A panoramic view taken from the main channel side of an island on the Yellowstone River. Upstream is to the right side of the picture while downstream is to the left. The middle of the picture looks straight across to the descending right bank.

Columbia Environmental Research Center (CERC) crews assisted USGS biologist Pat Braaten and Montana Fish, Wildlife and Parks biologist Jason Rhoten in examining pallid sturgeon on the Yellowstone River from June 29 through July 8.  Various pallid sturgeon were located and attempts were made to track their pathways, map their habitat, and conduct underwater sonar surveys using dual frequency identification sonar (DIDSON) to learn about their behavior. Read more about DIDSON on an earlier blog post.

Depth measurements using the acoustic Doppler current profiler (ADCP) were collected around the island where female code 79 was located multiple times during the month of June, 2011.

One telemetered pallid sturgeon, also known as female code 79, was located on the downstream tip of an island.  She had been re-located at this spot several times during the course of the summer.  The depth of the habitat surrounding the island was mapped while another boat attempted to DIDSON the fish.  The following DIDSON video visualizes swimming behavior of pallid sturgeon female code 79 (larger fish) along with two smaller fish in the fast-moving environment of the Yellowstone River.  The two smaller fish are likely sturgeon, but it is nearly impossible to distinguish between pallid sturgeon and shovelnose sturgeon at that size.  While viewing the following video, notice the high amount of sand passing through the habitat location.
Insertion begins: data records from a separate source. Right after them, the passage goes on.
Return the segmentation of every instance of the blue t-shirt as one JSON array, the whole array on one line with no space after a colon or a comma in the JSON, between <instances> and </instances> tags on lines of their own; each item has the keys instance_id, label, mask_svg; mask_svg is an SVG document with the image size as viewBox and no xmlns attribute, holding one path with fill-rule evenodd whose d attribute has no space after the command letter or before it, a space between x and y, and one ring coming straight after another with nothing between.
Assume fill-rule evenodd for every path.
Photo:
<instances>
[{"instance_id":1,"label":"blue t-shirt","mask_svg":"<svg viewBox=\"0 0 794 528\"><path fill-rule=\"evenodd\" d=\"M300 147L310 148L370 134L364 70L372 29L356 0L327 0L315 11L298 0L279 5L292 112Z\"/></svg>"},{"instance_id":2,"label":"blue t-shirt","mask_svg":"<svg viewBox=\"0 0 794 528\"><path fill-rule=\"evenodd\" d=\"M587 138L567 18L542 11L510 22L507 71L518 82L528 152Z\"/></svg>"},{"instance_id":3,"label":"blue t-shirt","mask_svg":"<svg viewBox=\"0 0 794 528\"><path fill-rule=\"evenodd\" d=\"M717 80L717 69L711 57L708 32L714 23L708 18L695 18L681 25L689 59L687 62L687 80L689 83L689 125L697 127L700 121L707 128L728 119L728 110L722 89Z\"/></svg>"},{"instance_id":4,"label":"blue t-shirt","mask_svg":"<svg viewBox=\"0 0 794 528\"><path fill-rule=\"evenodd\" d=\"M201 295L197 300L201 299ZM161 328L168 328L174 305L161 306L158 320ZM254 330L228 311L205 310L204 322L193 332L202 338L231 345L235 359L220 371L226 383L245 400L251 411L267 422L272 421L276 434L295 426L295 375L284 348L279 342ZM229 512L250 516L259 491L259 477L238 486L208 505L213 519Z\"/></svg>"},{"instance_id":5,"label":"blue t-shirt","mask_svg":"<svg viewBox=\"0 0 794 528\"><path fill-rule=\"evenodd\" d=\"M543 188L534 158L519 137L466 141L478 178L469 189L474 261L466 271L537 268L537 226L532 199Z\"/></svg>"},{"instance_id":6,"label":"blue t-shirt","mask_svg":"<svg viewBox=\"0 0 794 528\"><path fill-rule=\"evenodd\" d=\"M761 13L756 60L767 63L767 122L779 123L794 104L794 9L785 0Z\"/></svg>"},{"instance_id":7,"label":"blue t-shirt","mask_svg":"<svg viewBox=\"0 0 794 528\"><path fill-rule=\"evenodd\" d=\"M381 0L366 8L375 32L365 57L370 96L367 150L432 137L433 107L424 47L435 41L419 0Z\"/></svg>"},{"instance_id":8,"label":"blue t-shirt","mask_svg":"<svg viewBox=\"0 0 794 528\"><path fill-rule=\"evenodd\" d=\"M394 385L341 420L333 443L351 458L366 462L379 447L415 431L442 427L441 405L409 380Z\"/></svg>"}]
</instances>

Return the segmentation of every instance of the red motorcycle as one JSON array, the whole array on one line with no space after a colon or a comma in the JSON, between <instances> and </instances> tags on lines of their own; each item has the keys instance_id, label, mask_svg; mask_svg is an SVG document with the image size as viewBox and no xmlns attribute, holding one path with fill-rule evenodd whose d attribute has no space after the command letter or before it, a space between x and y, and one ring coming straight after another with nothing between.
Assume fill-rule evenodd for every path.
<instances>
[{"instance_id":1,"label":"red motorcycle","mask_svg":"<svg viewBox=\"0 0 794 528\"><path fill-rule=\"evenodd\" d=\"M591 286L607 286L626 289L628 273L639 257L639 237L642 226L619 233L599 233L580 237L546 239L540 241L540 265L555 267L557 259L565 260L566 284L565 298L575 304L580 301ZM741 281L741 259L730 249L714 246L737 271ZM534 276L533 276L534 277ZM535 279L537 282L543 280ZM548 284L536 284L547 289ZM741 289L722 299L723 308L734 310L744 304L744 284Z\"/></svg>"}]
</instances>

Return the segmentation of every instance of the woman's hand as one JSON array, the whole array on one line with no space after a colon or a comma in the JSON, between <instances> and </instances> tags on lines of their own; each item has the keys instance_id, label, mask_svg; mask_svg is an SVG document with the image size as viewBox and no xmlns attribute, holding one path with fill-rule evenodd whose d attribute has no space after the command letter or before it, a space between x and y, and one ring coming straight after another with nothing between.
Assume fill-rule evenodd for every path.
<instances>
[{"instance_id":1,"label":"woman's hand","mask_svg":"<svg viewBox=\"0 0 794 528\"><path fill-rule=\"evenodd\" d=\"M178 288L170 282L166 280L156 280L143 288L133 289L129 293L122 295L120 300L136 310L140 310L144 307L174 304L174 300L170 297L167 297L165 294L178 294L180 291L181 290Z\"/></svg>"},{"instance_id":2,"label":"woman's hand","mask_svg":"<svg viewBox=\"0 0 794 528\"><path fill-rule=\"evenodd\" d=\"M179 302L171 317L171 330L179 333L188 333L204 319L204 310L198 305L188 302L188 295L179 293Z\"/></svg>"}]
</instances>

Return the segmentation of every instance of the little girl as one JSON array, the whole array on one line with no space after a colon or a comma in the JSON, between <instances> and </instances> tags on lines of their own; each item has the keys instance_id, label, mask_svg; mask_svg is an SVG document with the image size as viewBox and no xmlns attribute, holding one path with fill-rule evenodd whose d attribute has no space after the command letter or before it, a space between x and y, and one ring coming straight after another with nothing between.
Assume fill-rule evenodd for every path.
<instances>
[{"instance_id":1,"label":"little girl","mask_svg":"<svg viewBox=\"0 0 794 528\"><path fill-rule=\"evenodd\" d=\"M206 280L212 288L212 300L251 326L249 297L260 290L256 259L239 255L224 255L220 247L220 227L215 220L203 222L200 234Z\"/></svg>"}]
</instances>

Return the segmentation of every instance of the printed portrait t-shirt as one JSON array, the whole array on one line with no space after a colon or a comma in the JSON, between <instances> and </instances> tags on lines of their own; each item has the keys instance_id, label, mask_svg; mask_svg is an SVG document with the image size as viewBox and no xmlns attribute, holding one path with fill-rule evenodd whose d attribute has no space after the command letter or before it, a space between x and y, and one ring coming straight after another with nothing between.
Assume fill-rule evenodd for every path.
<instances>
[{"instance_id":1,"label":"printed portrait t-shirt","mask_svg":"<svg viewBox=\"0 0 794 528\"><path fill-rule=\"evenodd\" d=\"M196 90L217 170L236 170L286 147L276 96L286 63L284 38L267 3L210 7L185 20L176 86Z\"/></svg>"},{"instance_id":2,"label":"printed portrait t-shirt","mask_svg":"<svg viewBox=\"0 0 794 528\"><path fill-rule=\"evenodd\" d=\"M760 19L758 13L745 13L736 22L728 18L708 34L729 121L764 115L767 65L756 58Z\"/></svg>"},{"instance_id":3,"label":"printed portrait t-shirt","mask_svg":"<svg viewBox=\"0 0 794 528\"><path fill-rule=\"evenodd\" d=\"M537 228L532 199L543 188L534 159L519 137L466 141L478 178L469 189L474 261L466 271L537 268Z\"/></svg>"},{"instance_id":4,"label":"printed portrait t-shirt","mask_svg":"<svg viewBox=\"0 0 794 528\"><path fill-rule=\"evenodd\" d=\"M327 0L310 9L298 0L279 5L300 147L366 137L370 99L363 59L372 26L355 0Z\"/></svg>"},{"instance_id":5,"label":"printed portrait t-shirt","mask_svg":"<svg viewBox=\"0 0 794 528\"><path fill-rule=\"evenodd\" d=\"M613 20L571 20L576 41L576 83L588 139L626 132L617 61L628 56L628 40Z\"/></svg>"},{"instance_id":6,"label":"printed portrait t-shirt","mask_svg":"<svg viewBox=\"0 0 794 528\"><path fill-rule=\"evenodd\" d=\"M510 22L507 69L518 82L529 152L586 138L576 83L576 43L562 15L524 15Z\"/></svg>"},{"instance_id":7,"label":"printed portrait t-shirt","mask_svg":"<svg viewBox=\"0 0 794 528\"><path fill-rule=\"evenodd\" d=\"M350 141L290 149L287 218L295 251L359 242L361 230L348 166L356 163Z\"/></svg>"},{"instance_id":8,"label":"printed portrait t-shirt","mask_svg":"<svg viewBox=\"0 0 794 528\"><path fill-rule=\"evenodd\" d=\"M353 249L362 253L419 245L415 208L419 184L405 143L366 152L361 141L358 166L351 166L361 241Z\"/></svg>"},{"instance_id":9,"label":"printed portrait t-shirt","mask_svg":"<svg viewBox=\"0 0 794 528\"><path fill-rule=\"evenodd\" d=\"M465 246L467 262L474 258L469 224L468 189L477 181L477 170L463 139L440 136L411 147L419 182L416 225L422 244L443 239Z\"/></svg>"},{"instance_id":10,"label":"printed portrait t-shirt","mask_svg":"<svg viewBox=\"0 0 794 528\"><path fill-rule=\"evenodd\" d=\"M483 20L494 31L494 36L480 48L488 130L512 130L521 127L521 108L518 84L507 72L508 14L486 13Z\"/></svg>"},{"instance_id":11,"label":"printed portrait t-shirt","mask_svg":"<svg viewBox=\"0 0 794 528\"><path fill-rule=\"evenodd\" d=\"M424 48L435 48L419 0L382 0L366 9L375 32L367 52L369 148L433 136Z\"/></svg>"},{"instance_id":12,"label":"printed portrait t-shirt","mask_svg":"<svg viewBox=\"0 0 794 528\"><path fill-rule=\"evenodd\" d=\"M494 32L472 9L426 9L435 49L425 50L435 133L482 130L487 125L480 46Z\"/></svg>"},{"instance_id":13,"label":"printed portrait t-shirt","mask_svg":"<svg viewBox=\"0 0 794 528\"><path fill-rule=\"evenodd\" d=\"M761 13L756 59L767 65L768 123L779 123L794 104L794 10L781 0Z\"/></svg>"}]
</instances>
DIDSON footage of sturgeon in the Yellowstone River.

 

About Emily Pherigo

Emily is no longer with the Comprehensive Sturgeon Research Project. When she was here, she was a biologist contracted to the Comprehensive Sturgeon Research Project. Most of her time was spent at a computer performing QA/QC on data or updating figures and graphs most used by Aaron DeLonay. However, she occasionally made it to the river, where she enjoyed seeing pallid sturgeon and was reminded why she entered the natural resources field.